For me, the most chilling detail to come out is that over 20 people are believed to have visited the room where Halimi was held, sometimes even joining in the torment, during those weeks. This included friends and relatives. The depravity and inhumanity beggars the imagination.
It reminds me of Hannah Arendt’s warning concerning the "Banality of Evil" and the potential for evil that lies beneath the surface of our impersonal "modern" socieities that are full of strangers lacking any bond or sense of solidarity to their neighbors.
May Allah grant him and his family peace and punish those responsible. And may all people, Muslim and non-Muslim alike, learn a lesson about our shared humanity from this terrible tragedy and obscenity.
Exaggerated though it is at times by sensationalistic media, Muslim anti-Semitism is real and needs to be addressed.

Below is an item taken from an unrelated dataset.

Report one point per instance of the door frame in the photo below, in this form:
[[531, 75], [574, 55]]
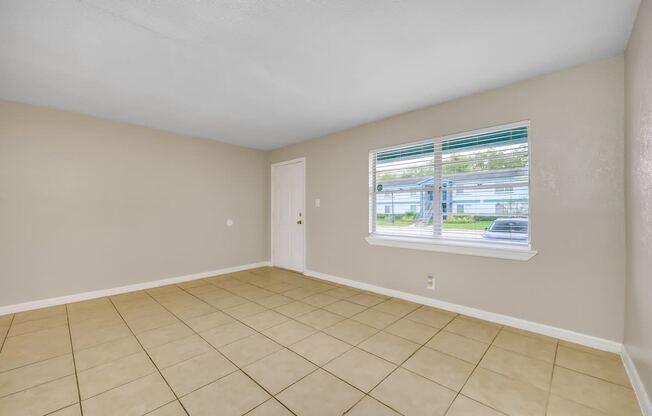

I remember getting into a shouting match with a bookseller at the Grand Mosque in Paris after Friday juma prayers a decade ago over his sale of a revisionsist tract (i.e., one denying the Nazi Holocaust) along with Qurans and various religious books. I made quite a scene, in the process probably reinforcing some of his suspicions. (What’s better "proof" of Jews running America to a bigot from North Africa than the only white American Muslim he’s encountered freaking out when he merely wants to "reexamine" the historical facts of the Holocaust?)
On a related note, I’ve always been greatly disstressed by the simplistic and ultimately dehumanizing way some Muslims talk about "the Jews", as if all Jews were the same regardless of time, space, circumstance or personal characteristics. There’s a tendency to discuss all members of other religious traditions (and even other Muslims, as illustrated the way Salafis and the Salafized talk about Shiahs)–but especially Jews, it must be noted–like cartoon characters who’ve popped out of the pages of scripture, rendering them impossibly monolithic and devoid of individuality or real humanity. People get reduced to abstract geopolitical categories, anonymous members of an opposing camp, with whom serious dialogue, much less friendship, becomes impossible. As I’ve noted before, Muslims need to stop talking as if all Jews are the Banu Qurayza of Medina in the Prophet’s time or Golden Calf-worshipping Levites of Moses’ days. They come in all shapes and sizes. Some are good and some are bad. Just like us.
Of course, this isn’t a simple request, as many Muslims have great trouble extending that courtesy even to other Muslims, much less "kafirs" ("People of the Book, People of the Shmook"!). The fact that we Muslim now are on the receiving end of such dehumanizing stereotypes thanks to sensationalistic coverage of 9/11, Osama Bin Laden, the Taliban, honor killings, ad infinitum, ought to open our eyes, though, about the need not to stereotype.
It’s inevitable that a savage, polarizing crime like this will create new tensions, fears and misunderstandings between Muslims and Jews. I can’t entirely blame people for being a little afraid of Muslims when they hear a terrifying story like this.
I have to note, though, that I think viewing this horrific tragedy through a post-9/11 ideological prism (i.e., as this being a manfestation of Islamic hate rather than as a grisly crime that involved Muslims and Jews) is a big mistake. Out in suburbia, we may forget that killings like this aren’t all that unusual in the violent socieites we live in–recently, a friend of Shabana’s got the chilling news that an old high school friend had been kidnapped, raped and dumped naked on the street–and I hope people will remember the culptrits involved were depraved criminals with a history of kidnappings, and that some involved were not even Muslim. Their motivation appears to have been primarily greed, though anti-Semitism clearly played a disgusting role.
Also, at the risk of sounding like a bleeding heart liberal and without in any way minimizing my outrage at the rank prejudice and brutality displayed, these ghastly crimes are also clearly linked to some extent to the poor, crime-ridden and increasingly stratum of French society that these people inhabit. As we saw recently in the riots, France has social problems that cause resentments to fester and encourage the eventual outbreak of communalism and lawlessness.
We must pray for the victim, stand his family and demand that those responsible be held responsible to the fullest extent of the law and made an example of, but we mustn’t let tragedies like this drive new wedges between communities or let bigots and xenophobes exploit outrage over this crime to promote their hateful agenda (which will only lead to more intercommunal prejudice and violence; declaring open season on Muslims in France in the name of fighting anti-Semitism will not help France’s Jews).